Straughn urged the international community to take into account the unique challenges island nations face and “a post COVID-19 world” in order to help them diminish the risk against meeting the development agenda benchmarks.
Straughn said: “The reality of the circumstance as it relates to the development of countries like Barbados is that vulnerability is not in any way linked to your economic prospects [or] your level of income and therefore whether large, medium or small countries, we are all vulnerable in some way and I think to the extent that we have been able to respond to first and foremost ensure there is a level of social stability given the unprecedented fall out we expect from COVID-19.
“It is critical that as we reshape the global financing system post-COVID-19 that we pay more attention to what are the key elements that influences vulnerabilities within the context of development.”
Pointing out that the Caribbean has been facing a number of development issues over the past five decades, Straughn explained that region was vulnerable to intense weather systems and other impacts from climate change.
He added: “There are a number of challenges globally that we have to address as nations with respect to how do countries actually execute their development agenda, and therefore our development is not at the expense of others.
“Therefore, we would want to see a very focused approach in terms of addressing the key elements of vulnerability so that the access to financing and the basis on which you are accessing finances will be determined in a sense by that measure of vulnerability.”
The Finance Minister said that having just restructured Barbados’ debt and despite significant declines in government revenue and the tourism earnings as a result of the COVID-19 pandemic, Barbados’ fiscal situation remained “good”.
Sharing some of the measures taken by the Mia Mottley administration to help maintain a level of economic activity and social cohesion during the coronavirus pandemic, Straughn said Government had responded swiftly by mobilizing available resources to respond to immediate needs and build resilience while ensuring that mechanisms were in place to help individuals and businesses.

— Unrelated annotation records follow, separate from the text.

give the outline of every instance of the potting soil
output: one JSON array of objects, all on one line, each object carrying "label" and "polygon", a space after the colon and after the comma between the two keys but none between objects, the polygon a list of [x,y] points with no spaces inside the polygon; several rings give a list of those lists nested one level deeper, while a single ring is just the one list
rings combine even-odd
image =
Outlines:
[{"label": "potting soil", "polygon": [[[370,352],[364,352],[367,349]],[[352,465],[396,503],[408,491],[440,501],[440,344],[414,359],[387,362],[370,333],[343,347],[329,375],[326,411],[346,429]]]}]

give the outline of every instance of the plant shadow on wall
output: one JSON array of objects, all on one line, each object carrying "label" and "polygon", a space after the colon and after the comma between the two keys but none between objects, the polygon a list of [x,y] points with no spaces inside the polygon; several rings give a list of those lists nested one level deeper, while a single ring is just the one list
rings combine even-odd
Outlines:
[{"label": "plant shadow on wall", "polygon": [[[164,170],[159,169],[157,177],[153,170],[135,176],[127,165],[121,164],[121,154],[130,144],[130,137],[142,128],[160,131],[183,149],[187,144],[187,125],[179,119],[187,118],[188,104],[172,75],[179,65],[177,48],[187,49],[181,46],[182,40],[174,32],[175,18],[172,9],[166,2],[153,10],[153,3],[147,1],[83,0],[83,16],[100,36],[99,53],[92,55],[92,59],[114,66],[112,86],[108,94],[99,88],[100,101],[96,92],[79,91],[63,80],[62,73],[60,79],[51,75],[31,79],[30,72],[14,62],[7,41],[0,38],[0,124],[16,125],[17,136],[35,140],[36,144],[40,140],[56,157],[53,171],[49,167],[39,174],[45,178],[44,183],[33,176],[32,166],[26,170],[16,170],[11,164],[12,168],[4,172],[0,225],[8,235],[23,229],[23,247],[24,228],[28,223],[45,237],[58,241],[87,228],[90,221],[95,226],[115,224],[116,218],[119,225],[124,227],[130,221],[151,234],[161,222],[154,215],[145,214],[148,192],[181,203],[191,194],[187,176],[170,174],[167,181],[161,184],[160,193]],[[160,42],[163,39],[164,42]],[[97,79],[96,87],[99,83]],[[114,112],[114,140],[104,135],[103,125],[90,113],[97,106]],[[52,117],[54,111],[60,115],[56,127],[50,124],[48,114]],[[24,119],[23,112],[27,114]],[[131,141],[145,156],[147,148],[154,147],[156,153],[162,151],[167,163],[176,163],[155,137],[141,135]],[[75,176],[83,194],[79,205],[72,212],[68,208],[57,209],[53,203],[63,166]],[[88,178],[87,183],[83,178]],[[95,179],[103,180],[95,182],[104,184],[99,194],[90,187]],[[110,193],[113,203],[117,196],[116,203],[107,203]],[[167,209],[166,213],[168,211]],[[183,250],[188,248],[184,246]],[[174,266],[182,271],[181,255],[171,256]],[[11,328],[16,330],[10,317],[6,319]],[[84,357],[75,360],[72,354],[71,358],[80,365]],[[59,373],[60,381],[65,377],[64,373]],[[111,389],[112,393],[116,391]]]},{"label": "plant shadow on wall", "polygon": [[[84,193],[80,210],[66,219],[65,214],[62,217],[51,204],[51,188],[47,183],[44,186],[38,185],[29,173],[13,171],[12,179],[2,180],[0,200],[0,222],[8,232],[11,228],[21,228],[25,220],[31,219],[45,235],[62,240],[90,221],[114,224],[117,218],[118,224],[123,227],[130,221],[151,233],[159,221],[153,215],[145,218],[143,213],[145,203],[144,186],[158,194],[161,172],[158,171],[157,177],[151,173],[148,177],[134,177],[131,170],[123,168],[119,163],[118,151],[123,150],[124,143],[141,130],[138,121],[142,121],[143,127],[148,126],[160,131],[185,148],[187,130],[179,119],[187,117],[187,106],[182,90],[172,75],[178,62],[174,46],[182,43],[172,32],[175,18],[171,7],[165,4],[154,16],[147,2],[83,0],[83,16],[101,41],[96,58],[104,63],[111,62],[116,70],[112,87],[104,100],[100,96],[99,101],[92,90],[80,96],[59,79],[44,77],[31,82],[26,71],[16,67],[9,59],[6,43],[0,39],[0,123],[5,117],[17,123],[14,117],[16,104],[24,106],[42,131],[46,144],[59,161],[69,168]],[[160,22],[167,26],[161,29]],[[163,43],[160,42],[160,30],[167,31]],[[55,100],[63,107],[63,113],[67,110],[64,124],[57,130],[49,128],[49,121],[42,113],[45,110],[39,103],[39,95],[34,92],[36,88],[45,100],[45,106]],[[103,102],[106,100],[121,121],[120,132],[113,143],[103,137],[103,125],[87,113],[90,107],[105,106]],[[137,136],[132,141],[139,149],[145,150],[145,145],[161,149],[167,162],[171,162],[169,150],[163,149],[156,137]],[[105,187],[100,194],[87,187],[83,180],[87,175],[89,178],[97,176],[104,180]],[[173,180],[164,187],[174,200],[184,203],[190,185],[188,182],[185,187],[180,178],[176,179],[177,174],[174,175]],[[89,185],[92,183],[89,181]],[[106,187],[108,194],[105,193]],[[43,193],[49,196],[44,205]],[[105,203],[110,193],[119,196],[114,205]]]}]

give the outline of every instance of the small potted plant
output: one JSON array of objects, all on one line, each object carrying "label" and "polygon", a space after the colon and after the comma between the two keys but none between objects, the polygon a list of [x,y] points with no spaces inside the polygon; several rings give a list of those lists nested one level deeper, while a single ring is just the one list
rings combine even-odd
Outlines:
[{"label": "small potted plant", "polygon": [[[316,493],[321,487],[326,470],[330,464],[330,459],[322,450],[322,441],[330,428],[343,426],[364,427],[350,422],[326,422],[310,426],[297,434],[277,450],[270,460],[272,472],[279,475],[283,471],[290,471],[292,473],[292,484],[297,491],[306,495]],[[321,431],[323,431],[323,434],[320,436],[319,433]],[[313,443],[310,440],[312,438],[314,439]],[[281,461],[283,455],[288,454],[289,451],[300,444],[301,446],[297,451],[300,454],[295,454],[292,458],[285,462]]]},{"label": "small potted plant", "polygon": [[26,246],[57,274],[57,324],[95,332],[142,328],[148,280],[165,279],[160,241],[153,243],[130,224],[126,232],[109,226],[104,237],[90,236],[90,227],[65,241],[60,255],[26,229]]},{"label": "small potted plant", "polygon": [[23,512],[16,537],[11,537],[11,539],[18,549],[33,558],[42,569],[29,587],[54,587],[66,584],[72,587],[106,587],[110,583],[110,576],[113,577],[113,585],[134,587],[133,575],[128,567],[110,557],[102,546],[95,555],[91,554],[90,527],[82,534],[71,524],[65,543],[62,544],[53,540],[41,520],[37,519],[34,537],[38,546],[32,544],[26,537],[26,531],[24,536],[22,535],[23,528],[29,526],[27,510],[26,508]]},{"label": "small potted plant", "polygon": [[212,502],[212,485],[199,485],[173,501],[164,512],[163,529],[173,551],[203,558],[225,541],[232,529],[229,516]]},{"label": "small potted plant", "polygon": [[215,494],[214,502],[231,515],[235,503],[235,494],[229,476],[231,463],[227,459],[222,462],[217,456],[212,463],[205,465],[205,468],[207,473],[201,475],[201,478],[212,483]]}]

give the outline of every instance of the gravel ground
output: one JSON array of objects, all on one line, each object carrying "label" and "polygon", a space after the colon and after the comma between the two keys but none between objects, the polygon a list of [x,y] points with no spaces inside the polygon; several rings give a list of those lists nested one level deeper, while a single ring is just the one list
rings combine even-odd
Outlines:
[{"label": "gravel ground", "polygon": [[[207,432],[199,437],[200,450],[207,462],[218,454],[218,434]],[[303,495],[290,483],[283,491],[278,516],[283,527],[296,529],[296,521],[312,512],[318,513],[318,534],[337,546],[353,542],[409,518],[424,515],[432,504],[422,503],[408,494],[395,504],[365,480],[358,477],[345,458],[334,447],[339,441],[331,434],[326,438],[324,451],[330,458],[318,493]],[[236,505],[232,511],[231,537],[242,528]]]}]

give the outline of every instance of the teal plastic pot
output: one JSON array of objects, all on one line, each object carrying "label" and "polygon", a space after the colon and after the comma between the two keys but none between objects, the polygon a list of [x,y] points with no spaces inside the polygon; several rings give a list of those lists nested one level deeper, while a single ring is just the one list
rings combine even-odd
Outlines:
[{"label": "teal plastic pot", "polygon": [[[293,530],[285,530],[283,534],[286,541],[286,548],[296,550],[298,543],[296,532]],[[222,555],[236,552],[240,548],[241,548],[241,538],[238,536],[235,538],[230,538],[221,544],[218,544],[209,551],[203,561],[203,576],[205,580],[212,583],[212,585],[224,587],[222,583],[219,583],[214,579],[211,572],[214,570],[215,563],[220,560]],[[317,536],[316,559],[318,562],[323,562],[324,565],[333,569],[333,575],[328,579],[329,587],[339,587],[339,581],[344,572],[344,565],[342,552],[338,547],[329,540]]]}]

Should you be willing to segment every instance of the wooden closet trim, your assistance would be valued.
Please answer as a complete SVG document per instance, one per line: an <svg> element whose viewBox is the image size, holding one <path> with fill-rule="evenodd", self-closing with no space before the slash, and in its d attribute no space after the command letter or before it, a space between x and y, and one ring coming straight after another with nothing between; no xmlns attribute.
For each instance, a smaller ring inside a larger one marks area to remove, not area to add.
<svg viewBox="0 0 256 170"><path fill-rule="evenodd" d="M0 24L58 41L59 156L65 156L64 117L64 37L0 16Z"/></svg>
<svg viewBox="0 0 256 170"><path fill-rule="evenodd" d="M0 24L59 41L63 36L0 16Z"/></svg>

He said at the top of mind was the building out of infrastructure that would help to address the issue of poverty.
But Straughn insisted that the developed world had a role to play in ensuring that small, vulnerable states were able to achieve social and economic development while minimising risks.
He also said it was important that issues relating to correspondent banking, anti-money laundering and standards are consistently modelled so that all countries could “move forward under one clear framework” such that policies for growth are inclusive and help countries to deliver on the development agenda.
Representatives from other Caribbean countries also called on international funding agencies to consider debt relief and debt forgiveness of developing countries as they come to terms with the impact from the coronavirus pandemic.
Some officials also called for greater focus to be placed on ensuring gender equity and greater private/public sector collaboration to ensure economic and social development as countries strive to achieve the UN developmental goals.